Non-Standard Geometries

library(tidyverse)
library(palmerpenguins)

Beyond the Basics of Data Visualization

Historically, there have been five plot types that are considered basic or foundational:

Histograms
Boxplots
Barcharts
Scatterplots
Line graphs¹ (or time series plots)

While you may have never been explicitly told these are the basic plot types, hopefully this list is not surprising to you. It’s likely the case that, similar to the normal distribution, you knew about and were using these before you even knew their names, possibly through Excel or something back before you had taken any statistics courses.

This week, we’re going to learn about plots / geometries outside of these basic plots!

Lollipop plot with `geom_segment()`

All too often, we see people (students, researchers, newspapers) create barplots for variables that are not counts (e.g., mean salary). A barplot is designed to display the frequency of each level of a categorical variable, so people get confused when they are used to plot other summary statistics.

The lollipop plot solves this problem! A lollipop plot is the combination of two geometries—geom_segment() and geom_point(). The lollipop stick is created with geom_segment() and each lollipop’s head is created with geom_point().

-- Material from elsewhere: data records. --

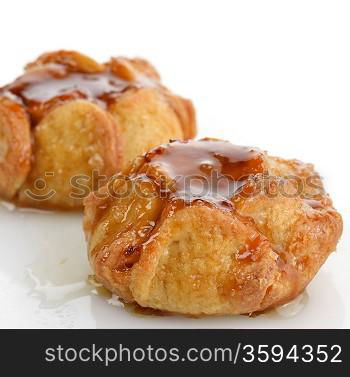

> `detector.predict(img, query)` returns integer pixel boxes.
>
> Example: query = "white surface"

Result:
[0,0,350,328]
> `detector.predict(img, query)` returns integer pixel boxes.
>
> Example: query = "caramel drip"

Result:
[0,64,154,125]
[141,139,264,209]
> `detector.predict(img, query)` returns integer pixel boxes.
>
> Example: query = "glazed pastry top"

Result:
[0,51,159,125]
[141,139,265,208]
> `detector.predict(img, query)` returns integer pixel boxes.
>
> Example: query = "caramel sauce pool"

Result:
[0,64,151,125]
[144,139,264,209]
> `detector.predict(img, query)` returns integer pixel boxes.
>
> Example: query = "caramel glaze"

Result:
[107,139,266,272]
[0,63,155,125]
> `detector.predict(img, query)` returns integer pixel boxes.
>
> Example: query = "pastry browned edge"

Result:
[0,51,196,209]
[84,139,342,316]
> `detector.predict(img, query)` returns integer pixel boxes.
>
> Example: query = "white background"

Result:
[0,0,350,328]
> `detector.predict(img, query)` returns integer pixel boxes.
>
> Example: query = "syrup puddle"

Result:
[27,268,92,309]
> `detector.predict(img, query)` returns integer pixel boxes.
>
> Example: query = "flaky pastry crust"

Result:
[0,51,196,210]
[84,139,342,316]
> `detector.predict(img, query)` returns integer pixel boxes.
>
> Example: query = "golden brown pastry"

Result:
[84,139,342,316]
[0,51,196,209]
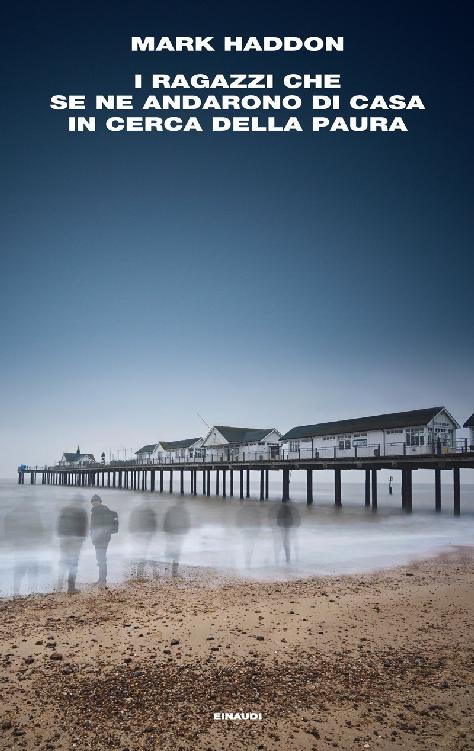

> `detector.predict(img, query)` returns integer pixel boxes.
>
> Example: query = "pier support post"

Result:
[334,469,342,507]
[372,469,378,511]
[405,469,413,514]
[306,469,313,506]
[281,468,290,503]
[365,469,370,508]
[453,467,461,516]
[435,469,441,513]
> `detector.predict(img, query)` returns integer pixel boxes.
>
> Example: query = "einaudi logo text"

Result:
[214,712,262,720]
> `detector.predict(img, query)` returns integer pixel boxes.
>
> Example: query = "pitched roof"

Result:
[280,407,457,441]
[63,451,95,462]
[210,425,278,443]
[160,438,201,451]
[135,443,158,454]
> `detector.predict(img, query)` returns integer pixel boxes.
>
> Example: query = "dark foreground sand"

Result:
[0,549,474,751]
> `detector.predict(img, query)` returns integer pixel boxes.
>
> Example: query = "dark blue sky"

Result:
[0,2,474,473]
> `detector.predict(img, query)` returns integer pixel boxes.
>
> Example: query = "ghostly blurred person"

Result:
[91,495,118,587]
[4,499,46,597]
[274,501,300,564]
[128,502,158,579]
[56,495,88,594]
[163,500,191,576]
[235,501,260,568]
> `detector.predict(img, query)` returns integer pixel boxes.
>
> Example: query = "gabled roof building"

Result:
[59,446,95,466]
[203,425,281,461]
[281,407,459,458]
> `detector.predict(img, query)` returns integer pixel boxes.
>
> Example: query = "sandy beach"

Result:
[0,548,474,751]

Let’s give this a look using the penguins data from the palmerpenguins package.

species_means <- penguins |> 
  group_by(species) |> 
  summarize(mean_flipper = mean(flipper_length_mm, na.rm = TRUE))

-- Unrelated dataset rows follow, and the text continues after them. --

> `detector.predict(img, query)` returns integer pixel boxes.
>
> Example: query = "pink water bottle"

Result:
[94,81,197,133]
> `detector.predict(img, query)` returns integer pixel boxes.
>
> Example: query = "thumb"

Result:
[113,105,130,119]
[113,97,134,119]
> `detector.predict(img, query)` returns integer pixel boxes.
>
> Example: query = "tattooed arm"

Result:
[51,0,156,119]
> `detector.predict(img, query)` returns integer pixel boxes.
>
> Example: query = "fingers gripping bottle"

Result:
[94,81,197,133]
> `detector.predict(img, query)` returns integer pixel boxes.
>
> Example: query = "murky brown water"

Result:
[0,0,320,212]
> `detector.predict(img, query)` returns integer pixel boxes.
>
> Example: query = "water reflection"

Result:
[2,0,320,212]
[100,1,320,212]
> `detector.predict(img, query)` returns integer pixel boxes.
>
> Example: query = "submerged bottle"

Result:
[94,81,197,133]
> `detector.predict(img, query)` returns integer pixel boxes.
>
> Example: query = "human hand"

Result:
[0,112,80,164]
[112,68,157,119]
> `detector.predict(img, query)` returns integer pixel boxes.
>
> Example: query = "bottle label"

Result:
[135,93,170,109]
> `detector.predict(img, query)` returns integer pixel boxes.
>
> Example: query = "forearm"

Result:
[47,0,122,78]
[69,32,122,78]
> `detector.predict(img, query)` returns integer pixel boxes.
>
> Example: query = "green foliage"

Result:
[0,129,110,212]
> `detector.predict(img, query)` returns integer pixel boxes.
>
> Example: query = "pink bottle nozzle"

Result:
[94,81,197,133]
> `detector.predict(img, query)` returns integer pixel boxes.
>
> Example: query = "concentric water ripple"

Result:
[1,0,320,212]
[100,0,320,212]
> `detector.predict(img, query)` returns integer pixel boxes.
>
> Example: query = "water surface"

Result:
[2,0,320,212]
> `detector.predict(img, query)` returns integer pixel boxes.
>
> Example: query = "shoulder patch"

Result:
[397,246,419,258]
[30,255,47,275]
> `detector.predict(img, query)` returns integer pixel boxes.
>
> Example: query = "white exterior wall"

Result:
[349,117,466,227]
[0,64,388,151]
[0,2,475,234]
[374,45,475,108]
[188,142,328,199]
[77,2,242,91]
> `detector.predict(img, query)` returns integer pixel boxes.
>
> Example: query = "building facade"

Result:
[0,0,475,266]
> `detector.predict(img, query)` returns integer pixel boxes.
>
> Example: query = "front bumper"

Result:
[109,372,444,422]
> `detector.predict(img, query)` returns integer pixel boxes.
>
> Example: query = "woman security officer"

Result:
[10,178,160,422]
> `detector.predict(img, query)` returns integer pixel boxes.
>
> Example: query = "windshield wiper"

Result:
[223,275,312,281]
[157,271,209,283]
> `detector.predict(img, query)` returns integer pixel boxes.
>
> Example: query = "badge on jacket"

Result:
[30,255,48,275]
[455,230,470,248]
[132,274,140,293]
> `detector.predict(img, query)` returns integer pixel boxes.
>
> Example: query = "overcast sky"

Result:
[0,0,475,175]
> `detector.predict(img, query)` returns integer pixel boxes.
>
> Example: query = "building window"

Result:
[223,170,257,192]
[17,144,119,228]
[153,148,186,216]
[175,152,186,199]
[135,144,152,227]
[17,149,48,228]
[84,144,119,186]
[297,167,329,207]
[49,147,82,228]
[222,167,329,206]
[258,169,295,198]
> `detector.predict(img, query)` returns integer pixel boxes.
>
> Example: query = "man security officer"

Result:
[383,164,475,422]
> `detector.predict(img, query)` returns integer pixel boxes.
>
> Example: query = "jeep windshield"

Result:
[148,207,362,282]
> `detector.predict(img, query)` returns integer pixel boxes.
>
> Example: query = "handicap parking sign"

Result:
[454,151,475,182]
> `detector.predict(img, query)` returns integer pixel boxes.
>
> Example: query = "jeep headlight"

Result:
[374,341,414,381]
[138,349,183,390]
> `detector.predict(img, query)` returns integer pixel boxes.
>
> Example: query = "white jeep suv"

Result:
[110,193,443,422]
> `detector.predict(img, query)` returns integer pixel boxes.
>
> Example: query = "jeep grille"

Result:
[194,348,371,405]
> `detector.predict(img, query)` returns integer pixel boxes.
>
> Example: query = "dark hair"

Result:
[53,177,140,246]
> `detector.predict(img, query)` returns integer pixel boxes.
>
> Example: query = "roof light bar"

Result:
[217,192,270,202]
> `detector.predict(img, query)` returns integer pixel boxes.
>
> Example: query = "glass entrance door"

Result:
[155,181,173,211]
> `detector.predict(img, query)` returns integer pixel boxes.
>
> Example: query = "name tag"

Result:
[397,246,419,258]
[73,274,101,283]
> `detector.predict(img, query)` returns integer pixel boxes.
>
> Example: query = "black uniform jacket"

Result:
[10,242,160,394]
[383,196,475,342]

ggplot(data = species_means, 
       mapping = aes(x = mean_flipper, y = species)
       ) +
  geom_segment(aes(yend = species, 
                   x = 0, 
                   xend = mean_flipper), 
               color = "gray50") +
  geom_point(size = 4, color = "steelblue") +
  labs(x = "Mean Flipper Length (mm)", 
       y = "", 
       title = "Comparison of Flipper Lengths for Different Penguin Species"
       )

Lollipop chart titled ‘Comparison of Flipper Lengths for Different Penguin Species’. The x-axis shows mean flipper length in millimeters, and the y-axis lists three species: Adelie, Chinstrap, and Gentoo.Each species has a horizontal line extending from zero to a dot marking its mean flipper length. Adelie is just under 200 mm, Chinstrap is around 195 mm, and Gentoo is the highest at just over 215 mm. The chart highlights that Gentoo penguins have the longest average flipper length, followed by Chinstrap, then Adelie. — Figure 1: Lollipop plot of mean flipper length

Ridgeline plot with `geom_density_ridge()`

Boxplots are an easy way to assess how different the centers (medians) and spreads (IQR, range) are between groups. However, boxplots do not display the shape of a distribution. Specifically, boxplots hide distributions with multiple modes (peaks).

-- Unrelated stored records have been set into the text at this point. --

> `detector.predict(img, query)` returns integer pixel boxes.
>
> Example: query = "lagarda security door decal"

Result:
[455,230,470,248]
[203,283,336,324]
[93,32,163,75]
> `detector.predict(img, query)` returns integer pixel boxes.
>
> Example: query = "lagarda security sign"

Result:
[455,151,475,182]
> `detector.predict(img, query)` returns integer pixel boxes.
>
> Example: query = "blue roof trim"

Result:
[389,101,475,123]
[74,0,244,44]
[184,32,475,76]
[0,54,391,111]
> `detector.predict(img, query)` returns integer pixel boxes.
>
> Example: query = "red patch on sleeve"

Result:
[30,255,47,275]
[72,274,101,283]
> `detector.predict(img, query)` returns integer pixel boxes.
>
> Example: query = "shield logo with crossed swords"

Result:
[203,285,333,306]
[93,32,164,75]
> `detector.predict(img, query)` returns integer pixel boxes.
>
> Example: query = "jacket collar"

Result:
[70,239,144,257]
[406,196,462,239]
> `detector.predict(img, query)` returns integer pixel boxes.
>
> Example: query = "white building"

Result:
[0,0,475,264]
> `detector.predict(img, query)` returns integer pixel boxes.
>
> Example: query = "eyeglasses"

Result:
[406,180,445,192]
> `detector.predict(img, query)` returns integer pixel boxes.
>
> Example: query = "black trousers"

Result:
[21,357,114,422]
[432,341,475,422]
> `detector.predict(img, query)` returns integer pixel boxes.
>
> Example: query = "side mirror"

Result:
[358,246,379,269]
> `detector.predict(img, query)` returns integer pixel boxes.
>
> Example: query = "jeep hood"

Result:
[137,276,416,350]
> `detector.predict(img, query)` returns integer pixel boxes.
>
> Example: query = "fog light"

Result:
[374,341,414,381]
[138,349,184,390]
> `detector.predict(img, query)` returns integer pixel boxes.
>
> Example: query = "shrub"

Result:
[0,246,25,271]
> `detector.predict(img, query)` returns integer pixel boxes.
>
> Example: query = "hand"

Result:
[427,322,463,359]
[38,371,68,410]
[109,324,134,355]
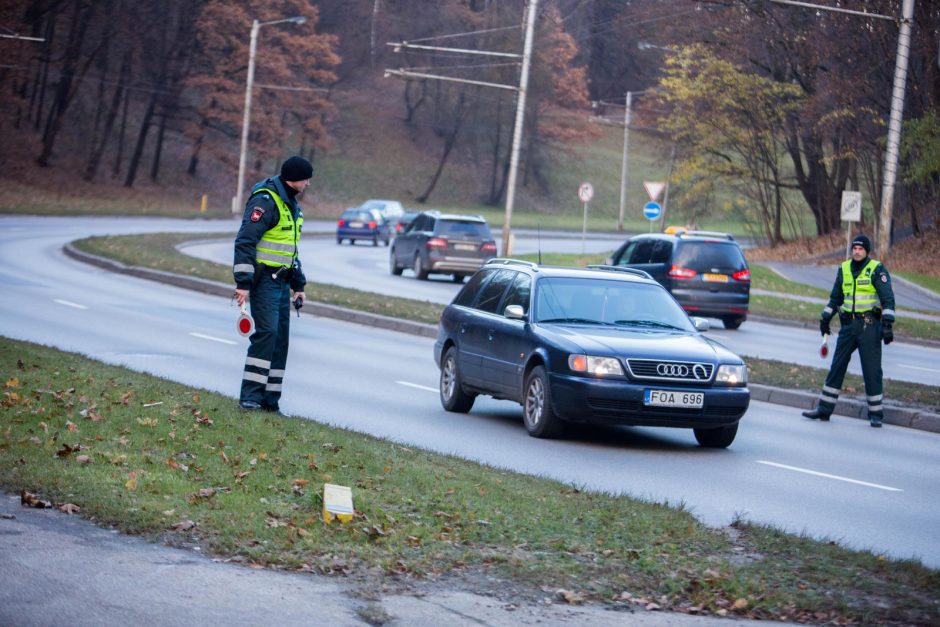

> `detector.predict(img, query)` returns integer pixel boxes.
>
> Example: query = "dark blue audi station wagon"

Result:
[434,259,750,448]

A picture of the cover of Joy Division's Unknown Pleasures album. The album cover has a black background with a series of thin white horizontal lines stacked in the center. The lines form a jagged, wave-like pattern resembling overlapping mountain ridges or a fluctuating waveform. — The original ridgeline plot—Joy Division, *Unknown Pleasures*

The ridgeline plot solves this problem! A ridgeline plot is comprised of vertically stacked density plots. Because the ridgelines are stacked vertically, the categorical variable needs to be mapped to the y-axis.

library(ggridges)

ggplot(data = penguins, 
       mapping = aes(x = flipper_length_mm, 
                     y = species, 
                     fill = species)) +
  geom_density_ridges(alpha = 0.5) +
  labs(x = "Flipper Length (mm)", 
       y = "", 
       title = "Comparison of Flipper Lengths for Different Penguin Species"
       ) +
  theme(legend.position = "none")

Figure 2: Ridgeline density plot of penguin flipper length

Changing the height of the ridges

If you’re not a fan of the ridges touching each other, then the scale argument was made just for you! If you set scale = 1 (inside geom_density_ridges()) then the top of each ridge will be the bottom of the next ridge.

Adding color

Adding color to a plot is a fun way to make it more engaging. Here, color ridges are much more exciting than gray ridges. However, when we incorporate a color (or fill) aesthetic, ggplot2 automatically creates a legend for us. That’s nice most of the time, but here the information from the legend (the values of species) is already encoded in y-axis. So, the legend has redundant information. We don’t want to have redundant information in our plots, which is why we removed the legend (theme(legend_position = “none")).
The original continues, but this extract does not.